I try to think of the Labor movement, not as putting an extra sixpence into somebody’s pocket, or making somebody Prime Minister or Premier, but as a movement bringing something better to the people, better standards of living, greater happiness to the mass of the people. We have a great objective – the light on the hill – which we aim to reach by working the betterment of mankind not only here but anywhere we may give a helping hand.
That light has guided Labor governments to reshape our nation and make it fairer and more equitable.
That work has been so successful its achievements are now often taken for granted.
But, for a moment, imagine an Australia today without the contribution of Labor governments.

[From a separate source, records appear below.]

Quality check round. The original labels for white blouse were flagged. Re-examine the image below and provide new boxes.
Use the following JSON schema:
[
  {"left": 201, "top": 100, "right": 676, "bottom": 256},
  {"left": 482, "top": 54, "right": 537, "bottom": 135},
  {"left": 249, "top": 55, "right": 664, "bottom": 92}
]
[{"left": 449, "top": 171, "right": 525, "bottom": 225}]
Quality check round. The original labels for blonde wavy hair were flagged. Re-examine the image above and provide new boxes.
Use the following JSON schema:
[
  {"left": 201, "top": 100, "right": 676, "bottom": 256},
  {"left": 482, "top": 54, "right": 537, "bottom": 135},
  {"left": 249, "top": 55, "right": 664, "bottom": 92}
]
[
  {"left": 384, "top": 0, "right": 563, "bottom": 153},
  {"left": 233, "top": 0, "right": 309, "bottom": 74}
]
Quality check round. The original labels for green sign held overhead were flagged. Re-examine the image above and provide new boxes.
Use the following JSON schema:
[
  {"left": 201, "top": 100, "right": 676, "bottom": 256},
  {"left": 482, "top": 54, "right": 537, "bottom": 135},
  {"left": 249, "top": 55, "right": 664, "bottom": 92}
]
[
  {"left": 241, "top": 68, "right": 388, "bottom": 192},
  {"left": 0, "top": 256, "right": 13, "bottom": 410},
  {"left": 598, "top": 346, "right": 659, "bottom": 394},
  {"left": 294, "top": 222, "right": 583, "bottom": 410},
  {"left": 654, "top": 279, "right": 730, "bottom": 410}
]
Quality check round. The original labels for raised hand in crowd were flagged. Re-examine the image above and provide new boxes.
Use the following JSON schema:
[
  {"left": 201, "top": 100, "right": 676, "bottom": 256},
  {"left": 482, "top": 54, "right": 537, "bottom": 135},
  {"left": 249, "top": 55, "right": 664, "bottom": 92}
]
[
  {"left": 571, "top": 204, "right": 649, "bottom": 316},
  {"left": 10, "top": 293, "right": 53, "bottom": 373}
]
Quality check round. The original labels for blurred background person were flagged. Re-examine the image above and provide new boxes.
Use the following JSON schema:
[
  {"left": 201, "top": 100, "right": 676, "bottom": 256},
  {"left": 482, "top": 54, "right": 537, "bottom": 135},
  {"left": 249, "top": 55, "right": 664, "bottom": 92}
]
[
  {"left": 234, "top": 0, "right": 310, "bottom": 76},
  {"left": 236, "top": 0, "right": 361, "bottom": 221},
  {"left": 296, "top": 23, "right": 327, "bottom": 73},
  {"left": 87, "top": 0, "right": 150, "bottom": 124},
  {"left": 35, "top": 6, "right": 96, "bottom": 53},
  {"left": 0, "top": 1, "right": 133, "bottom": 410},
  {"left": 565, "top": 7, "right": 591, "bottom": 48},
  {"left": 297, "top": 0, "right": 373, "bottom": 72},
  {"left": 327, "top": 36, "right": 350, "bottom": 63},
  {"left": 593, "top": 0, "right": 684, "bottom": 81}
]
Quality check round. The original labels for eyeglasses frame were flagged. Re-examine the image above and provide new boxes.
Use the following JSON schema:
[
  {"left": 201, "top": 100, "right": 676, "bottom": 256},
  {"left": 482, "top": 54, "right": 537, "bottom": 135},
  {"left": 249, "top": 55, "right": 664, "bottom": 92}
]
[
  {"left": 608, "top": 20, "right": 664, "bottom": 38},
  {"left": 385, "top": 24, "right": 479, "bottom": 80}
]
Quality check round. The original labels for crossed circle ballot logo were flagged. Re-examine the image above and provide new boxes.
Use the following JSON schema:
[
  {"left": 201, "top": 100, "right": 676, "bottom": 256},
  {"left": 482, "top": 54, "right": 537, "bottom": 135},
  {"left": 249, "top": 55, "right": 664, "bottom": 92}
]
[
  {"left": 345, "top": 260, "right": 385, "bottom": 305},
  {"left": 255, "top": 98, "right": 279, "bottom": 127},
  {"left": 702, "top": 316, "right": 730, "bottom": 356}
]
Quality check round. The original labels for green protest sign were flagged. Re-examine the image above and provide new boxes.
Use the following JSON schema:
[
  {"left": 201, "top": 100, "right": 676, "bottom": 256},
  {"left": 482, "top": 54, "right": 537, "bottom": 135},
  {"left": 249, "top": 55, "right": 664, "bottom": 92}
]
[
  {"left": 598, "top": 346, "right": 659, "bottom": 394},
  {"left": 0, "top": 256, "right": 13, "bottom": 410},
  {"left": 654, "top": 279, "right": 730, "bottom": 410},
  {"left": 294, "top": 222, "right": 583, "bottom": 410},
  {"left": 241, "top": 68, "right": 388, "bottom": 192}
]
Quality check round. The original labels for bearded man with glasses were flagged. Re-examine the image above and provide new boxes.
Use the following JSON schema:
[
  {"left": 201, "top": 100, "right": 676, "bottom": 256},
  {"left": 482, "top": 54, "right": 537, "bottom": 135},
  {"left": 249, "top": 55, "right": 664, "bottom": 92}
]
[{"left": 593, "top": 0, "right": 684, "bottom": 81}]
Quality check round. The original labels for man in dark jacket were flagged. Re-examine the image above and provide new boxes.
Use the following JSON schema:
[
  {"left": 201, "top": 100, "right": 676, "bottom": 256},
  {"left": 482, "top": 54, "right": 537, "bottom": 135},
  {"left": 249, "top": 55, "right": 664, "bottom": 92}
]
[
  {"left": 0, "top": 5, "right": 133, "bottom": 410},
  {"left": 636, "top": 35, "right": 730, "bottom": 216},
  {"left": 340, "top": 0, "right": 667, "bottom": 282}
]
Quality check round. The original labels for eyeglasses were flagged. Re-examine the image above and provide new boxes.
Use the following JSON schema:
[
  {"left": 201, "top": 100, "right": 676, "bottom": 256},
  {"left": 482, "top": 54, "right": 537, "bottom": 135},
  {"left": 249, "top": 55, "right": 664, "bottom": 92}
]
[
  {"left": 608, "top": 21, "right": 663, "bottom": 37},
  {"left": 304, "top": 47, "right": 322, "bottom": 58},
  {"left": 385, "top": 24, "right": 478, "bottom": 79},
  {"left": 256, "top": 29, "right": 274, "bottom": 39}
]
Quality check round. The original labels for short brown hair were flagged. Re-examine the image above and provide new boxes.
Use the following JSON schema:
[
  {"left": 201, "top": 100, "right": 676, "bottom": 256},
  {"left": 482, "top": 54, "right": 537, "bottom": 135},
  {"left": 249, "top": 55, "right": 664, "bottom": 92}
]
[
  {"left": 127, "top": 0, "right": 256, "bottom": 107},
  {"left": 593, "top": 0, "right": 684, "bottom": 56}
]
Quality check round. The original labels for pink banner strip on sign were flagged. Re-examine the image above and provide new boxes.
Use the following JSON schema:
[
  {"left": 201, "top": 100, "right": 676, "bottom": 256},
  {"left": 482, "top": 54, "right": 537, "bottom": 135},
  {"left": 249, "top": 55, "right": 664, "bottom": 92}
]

Imagine an Australia without Medicare, an Australia without a fair system of wages and conditions, or an Australia not shaped by the post-war wave of immigration.
Imagine an Australia where tertiary education is closed to those unable to afford it, an Australia without the principle of equality imbued in the Racial Discrimination Act or the Sex Discrimination Act.
Imagine an Australia that had not recognised native title; that had not acknowledged the wrongs inflicted on the Stolen Generation, or an Australia where working people were denied a dignified retirement through superannuation.
We are the party that provides the energy for modernisation and change that is necessary in any open, inclusive and democratic society.
As Deputy Prime Minister and Attorney-General, Lionel Bowen was in the great tradition of constitutional reformers. For Lionel, one of the greatest responsibilities enjoyed by a free and independent people is the task of making and amending their own constitution.
Lionel Bowen, like Lionel Murphy before him and Gareth Evans after him, sought to give constitutional expression to the basic fairness that must underpin our domestic politics if we are to grow as a fair and inclusive society.
As advocates of the values that drive the creation of a fair society, we must remain true to the Labor tradition of which Lionel Bowen was such an exemplar.
Confidence, courage and conviction – these are the qualities that will continue to inspire us, as Lionel Bowen was inspired.
These are the qualities that will allow us to build on the great achievements of the labour movement.
These are the qualities that will ensure we maintain the momentum towards the light on the hill.